The power differential between American men and women who scoff at the want and poverty and inefficiency of India and Nigeria (Sumit, the Indian beau of jowled and bespectacled Jenny, has the hardest time getting a divorce; Angela and Michael, trying to wed in Nigeria, can’t get a driver’s license) is constantly visible. The inconveniences of other countries’ rules are heavy burdens on American spouse hunters; their ensuing dramatic and high-pitched exasperation makes for good television. Ironically, what you will never see on a show named after a visa category, its structure determined by its parameters, are any immigration officials or immigration courts; beyond an occasional visit to a lawyer, all the onerous forms and pieces of evidence and other papers that have to be gathered up to navigate the U.S. Citizenship and Immigration Services are omitted.

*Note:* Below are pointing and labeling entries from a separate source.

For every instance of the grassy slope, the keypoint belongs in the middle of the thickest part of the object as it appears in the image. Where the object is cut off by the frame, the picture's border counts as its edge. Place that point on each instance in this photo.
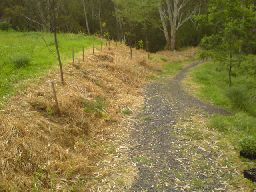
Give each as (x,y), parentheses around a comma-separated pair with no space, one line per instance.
(42,57)
(211,85)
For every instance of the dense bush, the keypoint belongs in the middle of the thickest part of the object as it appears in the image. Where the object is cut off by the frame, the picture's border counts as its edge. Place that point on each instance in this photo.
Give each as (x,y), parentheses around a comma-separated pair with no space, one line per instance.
(248,147)
(21,61)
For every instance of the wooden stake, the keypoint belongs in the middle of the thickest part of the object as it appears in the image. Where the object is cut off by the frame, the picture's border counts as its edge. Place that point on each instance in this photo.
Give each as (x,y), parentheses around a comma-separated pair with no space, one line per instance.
(131,52)
(55,98)
(83,54)
(73,53)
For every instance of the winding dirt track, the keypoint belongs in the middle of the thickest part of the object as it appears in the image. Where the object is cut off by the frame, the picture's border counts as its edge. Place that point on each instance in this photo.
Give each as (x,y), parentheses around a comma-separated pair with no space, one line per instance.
(160,152)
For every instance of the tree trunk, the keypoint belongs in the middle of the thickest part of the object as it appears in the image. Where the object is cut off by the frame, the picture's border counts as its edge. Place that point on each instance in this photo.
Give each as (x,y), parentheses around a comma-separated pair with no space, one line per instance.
(54,25)
(173,39)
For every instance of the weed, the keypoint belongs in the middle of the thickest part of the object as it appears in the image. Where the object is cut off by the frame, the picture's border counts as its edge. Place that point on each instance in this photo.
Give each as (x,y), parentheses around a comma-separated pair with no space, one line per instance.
(5,26)
(31,45)
(96,107)
(238,97)
(126,111)
(248,147)
(21,61)
(164,59)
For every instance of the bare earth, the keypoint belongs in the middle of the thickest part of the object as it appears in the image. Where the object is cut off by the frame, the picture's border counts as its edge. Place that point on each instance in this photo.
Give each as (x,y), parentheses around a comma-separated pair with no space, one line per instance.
(174,150)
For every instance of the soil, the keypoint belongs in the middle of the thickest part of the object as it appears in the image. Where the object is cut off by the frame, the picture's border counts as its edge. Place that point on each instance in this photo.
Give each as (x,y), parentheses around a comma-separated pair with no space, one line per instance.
(169,154)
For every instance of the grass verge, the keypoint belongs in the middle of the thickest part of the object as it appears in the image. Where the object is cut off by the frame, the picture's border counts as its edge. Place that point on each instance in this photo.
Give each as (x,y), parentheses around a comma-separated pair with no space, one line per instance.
(210,84)
(26,55)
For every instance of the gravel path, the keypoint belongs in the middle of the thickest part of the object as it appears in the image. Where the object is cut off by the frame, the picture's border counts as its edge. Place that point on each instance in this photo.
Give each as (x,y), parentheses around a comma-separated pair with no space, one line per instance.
(166,160)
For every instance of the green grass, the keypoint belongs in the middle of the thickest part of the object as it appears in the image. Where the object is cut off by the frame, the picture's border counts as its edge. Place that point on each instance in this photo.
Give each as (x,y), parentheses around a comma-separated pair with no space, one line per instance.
(26,55)
(172,68)
(240,99)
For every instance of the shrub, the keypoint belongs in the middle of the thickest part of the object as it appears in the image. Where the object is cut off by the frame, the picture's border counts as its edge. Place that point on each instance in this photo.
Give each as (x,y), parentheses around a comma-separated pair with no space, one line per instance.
(21,61)
(248,147)
(5,26)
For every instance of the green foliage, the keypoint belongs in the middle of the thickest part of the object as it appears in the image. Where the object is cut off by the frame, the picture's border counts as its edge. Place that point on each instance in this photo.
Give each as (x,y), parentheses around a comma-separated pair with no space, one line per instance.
(248,147)
(231,21)
(5,26)
(239,98)
(21,61)
(126,111)
(140,44)
(96,107)
(20,49)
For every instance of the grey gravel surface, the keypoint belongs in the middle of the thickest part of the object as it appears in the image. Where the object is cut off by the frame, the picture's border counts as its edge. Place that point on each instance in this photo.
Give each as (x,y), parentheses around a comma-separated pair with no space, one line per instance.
(162,156)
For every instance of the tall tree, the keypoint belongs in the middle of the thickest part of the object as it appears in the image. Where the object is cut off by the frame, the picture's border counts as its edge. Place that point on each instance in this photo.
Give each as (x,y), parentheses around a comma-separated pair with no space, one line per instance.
(174,14)
(231,22)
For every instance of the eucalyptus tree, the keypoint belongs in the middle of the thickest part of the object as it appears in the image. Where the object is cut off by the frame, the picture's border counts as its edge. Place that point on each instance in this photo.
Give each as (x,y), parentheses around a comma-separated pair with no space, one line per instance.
(231,21)
(174,14)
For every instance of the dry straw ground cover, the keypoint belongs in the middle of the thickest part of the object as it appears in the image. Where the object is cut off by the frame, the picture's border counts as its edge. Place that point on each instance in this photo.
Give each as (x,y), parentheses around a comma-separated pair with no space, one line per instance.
(41,150)
(85,148)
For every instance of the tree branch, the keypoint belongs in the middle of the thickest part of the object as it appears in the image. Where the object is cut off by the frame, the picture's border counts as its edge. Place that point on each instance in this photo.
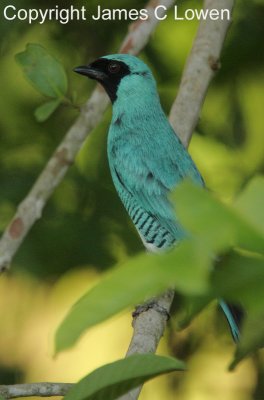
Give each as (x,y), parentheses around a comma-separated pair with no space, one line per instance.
(30,209)
(200,68)
(41,389)
(201,65)
(198,73)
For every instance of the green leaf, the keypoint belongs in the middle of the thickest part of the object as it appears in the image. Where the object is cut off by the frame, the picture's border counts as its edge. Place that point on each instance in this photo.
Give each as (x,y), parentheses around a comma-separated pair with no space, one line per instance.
(186,268)
(192,306)
(43,71)
(113,380)
(219,226)
(240,279)
(250,202)
(43,112)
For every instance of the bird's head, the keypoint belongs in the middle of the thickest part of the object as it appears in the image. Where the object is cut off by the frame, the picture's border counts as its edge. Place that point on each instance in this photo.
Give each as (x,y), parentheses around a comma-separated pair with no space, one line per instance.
(118,71)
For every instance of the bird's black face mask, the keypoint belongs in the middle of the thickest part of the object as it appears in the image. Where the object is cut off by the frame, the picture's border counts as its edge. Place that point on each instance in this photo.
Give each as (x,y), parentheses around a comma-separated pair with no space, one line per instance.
(108,72)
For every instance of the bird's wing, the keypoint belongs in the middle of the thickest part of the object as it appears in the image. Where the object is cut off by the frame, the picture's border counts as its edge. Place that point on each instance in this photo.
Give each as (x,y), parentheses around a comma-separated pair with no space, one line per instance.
(149,178)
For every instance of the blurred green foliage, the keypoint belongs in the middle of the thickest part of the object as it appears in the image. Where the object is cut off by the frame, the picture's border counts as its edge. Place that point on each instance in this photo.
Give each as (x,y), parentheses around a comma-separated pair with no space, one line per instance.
(84,223)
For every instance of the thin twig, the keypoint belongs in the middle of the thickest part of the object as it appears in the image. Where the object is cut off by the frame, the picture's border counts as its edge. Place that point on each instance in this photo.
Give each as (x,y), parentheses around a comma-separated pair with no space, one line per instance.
(202,63)
(41,389)
(30,209)
(198,73)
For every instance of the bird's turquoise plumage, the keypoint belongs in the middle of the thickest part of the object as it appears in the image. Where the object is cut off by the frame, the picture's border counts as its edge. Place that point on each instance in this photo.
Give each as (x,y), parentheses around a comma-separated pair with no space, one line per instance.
(146,158)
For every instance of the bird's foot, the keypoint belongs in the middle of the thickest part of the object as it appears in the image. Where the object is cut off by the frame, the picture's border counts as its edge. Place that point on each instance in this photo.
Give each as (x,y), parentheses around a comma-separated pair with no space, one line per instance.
(150,305)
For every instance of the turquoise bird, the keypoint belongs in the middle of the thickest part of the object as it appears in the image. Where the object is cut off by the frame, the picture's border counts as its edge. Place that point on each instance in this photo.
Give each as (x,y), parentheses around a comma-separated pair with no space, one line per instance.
(146,158)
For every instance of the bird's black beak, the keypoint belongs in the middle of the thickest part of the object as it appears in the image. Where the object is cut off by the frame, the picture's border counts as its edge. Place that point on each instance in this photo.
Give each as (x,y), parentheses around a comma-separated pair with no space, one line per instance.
(90,72)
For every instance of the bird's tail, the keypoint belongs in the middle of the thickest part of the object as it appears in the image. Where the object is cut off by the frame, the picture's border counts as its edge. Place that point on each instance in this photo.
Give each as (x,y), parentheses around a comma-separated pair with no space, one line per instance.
(234,316)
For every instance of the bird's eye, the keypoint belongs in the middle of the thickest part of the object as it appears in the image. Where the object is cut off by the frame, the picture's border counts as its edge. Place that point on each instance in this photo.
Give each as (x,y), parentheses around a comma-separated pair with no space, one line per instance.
(113,67)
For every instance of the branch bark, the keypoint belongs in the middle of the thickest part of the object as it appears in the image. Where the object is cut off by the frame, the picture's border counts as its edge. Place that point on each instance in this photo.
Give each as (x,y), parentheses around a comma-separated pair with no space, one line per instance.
(30,209)
(200,68)
(41,389)
(203,62)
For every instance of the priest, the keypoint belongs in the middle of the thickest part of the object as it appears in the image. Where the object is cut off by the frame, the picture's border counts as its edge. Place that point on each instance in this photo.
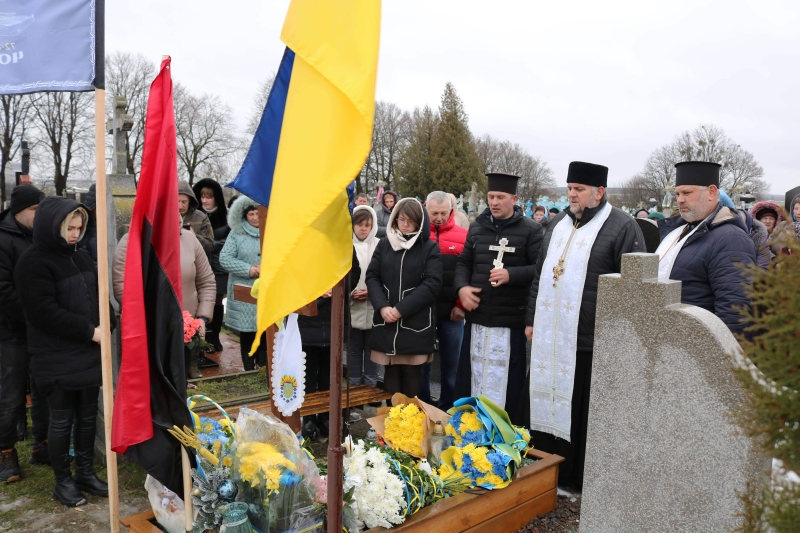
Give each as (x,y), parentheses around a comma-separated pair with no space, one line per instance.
(493,278)
(582,243)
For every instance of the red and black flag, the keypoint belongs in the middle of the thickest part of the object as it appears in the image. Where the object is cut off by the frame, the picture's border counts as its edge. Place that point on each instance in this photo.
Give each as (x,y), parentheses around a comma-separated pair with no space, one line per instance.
(151,390)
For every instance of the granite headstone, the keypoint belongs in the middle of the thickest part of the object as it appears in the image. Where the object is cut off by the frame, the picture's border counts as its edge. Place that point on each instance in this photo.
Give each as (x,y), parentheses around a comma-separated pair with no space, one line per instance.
(661,452)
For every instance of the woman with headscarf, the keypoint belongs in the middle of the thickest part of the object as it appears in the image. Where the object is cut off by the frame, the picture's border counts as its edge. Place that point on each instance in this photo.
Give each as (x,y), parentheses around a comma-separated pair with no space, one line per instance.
(403,280)
(58,290)
(213,203)
(384,211)
(241,258)
(774,218)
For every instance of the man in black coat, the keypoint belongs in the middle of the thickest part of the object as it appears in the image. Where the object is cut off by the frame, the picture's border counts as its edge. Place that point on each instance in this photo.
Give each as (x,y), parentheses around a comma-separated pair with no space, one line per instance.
(16,234)
(493,278)
(705,246)
(582,243)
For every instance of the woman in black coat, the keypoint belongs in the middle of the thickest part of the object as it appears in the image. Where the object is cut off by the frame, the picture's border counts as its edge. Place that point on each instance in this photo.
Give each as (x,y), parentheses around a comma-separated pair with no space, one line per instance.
(58,290)
(209,193)
(403,281)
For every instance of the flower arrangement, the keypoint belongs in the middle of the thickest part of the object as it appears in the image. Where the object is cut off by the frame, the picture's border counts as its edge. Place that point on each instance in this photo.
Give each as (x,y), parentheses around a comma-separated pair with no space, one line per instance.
(485,466)
(191,332)
(378,493)
(465,427)
(405,428)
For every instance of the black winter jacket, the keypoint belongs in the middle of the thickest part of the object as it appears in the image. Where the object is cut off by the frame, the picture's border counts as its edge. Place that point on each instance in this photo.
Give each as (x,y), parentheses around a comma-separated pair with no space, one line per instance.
(316,330)
(408,280)
(502,306)
(14,240)
(218,219)
(619,235)
(58,289)
(709,264)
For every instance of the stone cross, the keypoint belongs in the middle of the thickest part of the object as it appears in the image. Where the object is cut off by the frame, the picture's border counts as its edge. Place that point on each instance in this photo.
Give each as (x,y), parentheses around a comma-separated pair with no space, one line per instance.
(498,263)
(118,127)
(662,453)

The American immigration system à la TLC has none of the dark parts: the snatched children, the suddenly detained parents, the constant creeping fear that envelops immigrant families. No subplot or spin-off considers if it’s really that bad for a young man or woman to want a green card in addition to wanting to marry this American they met on the internet. The mere suggestion of ulterior motives is enough to toss out the whole relationship; only the utterly pure for Americans.

A puerile perspective may hold that not every show can show every cruelty. 90 Day Fiancé is but a reality show subject to the reductions and slipshod cover-ups of the genre. If one is looking for an answer as to how Americans can bear the moral burden of having children snatched from parents, scattered through foster homes, made to endure the deep trauma of being caged, then the answer is in shows like 90 Day Fiancé. By literally romanticizing a system that judges all others as interlopers, the show justifies a system that sees everyone else in the world as somehow lesser. In this sense, every relationship in the show is a study of how hegemony works, with every American citizen on the hunt for a foreign spouse miming the same bullying tactics. (Michael bullies his Brazilian bride Juliana about every penny he has given her; Anna calls off her wedding with Turkish Mursel just because he hasn’t told his parents, residents of the seaside city of Antalya, about her earlier children.) The country as hegemon is thus transformed into the citizen as hegemon, with all the brash and entitled heavy-handedness of the former replicated like a microcosm in every marriage whose contours are carved by a vast and increasingly illegitimate system of exclusion.